Court-appointed mediator Daniel Pollack said the failure triggered an imminent default that, among other things, would hurt the Argentine economy as well as bondholders who were not part of the dispute, the Associated Press reports.
"The full consequences of default are not predictable, but they are certainly not positive," he said.
A US court ruling previously blocked Argentina from making 539 million dollars (£319m) in interest payments due by midnight yesterday to other bondholders who separately agreed to restructuring plans with the country in 2005 and 2010.
Argentine economy minister Axel Kicillof emerged from the New York meeting with creditors and the mediator with an air of defiance, saying his government could find no middle ground.
"We're not going to sign an agreement that jeopardises the future of all Argentines," he said. "Argentines can remain calm because tomorrow will just be another day and the world will keep on spinning."
There was no immediate comment from the hedge funds, which refused to participate in the debt restructurings and won a US court judgment that they be paid the full value of their bonds plus interest - now estimated at about 1.5 billion dollars (£887m).
Mr Kicillof said the funds refused a compromise offer to settle their claim, although he gave no details of that proposal.

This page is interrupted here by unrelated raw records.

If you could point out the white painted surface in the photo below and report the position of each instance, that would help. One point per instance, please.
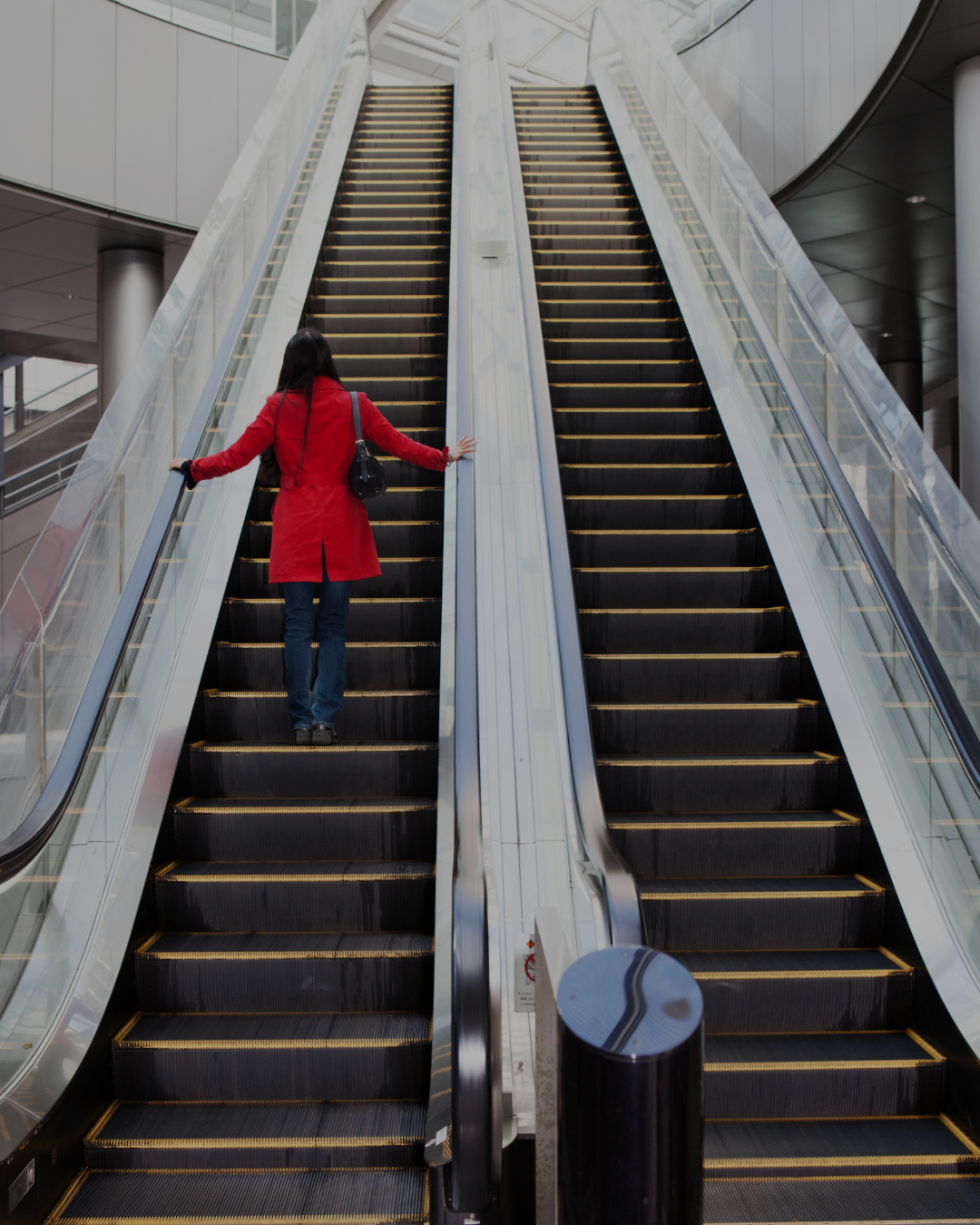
(786, 76)
(115, 108)
(965, 115)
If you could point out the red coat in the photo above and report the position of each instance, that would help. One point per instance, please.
(315, 508)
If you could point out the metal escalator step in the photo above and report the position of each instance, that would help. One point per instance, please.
(315, 973)
(779, 783)
(671, 585)
(647, 478)
(887, 1198)
(643, 328)
(855, 989)
(260, 1136)
(373, 619)
(370, 665)
(399, 577)
(663, 546)
(658, 448)
(721, 844)
(653, 510)
(821, 1148)
(298, 1197)
(291, 897)
(699, 419)
(704, 727)
(271, 1057)
(679, 629)
(303, 829)
(692, 676)
(814, 1075)
(364, 716)
(397, 769)
(392, 536)
(419, 501)
(745, 914)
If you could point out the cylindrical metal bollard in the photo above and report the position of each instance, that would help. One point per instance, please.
(630, 1094)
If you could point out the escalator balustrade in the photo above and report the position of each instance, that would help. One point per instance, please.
(724, 784)
(279, 1068)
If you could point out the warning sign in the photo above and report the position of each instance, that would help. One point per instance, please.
(524, 973)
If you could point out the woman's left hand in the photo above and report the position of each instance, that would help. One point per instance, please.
(466, 446)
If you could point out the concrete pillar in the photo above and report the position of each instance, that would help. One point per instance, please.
(130, 289)
(966, 143)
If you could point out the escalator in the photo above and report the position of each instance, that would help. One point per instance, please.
(725, 786)
(279, 1066)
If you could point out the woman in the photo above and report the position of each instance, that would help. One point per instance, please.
(320, 529)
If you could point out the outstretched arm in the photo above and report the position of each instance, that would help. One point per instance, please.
(252, 443)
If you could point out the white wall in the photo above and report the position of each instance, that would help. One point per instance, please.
(786, 76)
(112, 107)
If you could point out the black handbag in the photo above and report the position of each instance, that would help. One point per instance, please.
(367, 476)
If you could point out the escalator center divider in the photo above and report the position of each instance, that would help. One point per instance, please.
(724, 783)
(279, 1067)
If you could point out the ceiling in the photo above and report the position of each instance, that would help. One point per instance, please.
(878, 220)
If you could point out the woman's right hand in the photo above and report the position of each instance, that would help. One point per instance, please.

He said the funds would also not agree to a stay of the court order to allow Argentina to make the interest payments by last night's deadline and avert economic uncertainty for investors and citizens of the country, which is struggling with recession, a shortage of dollars and one of the world's highest inflation rates.
Mr Kicillof dismissed a decision by ratings agency Standard & Poor's to downgrade Argentina's foreign currency credit rating to "selective default" because of the missed interest payments.
"Who believes in the ratings agencies? Who thinks they are impartial referees of the financial system?" he said.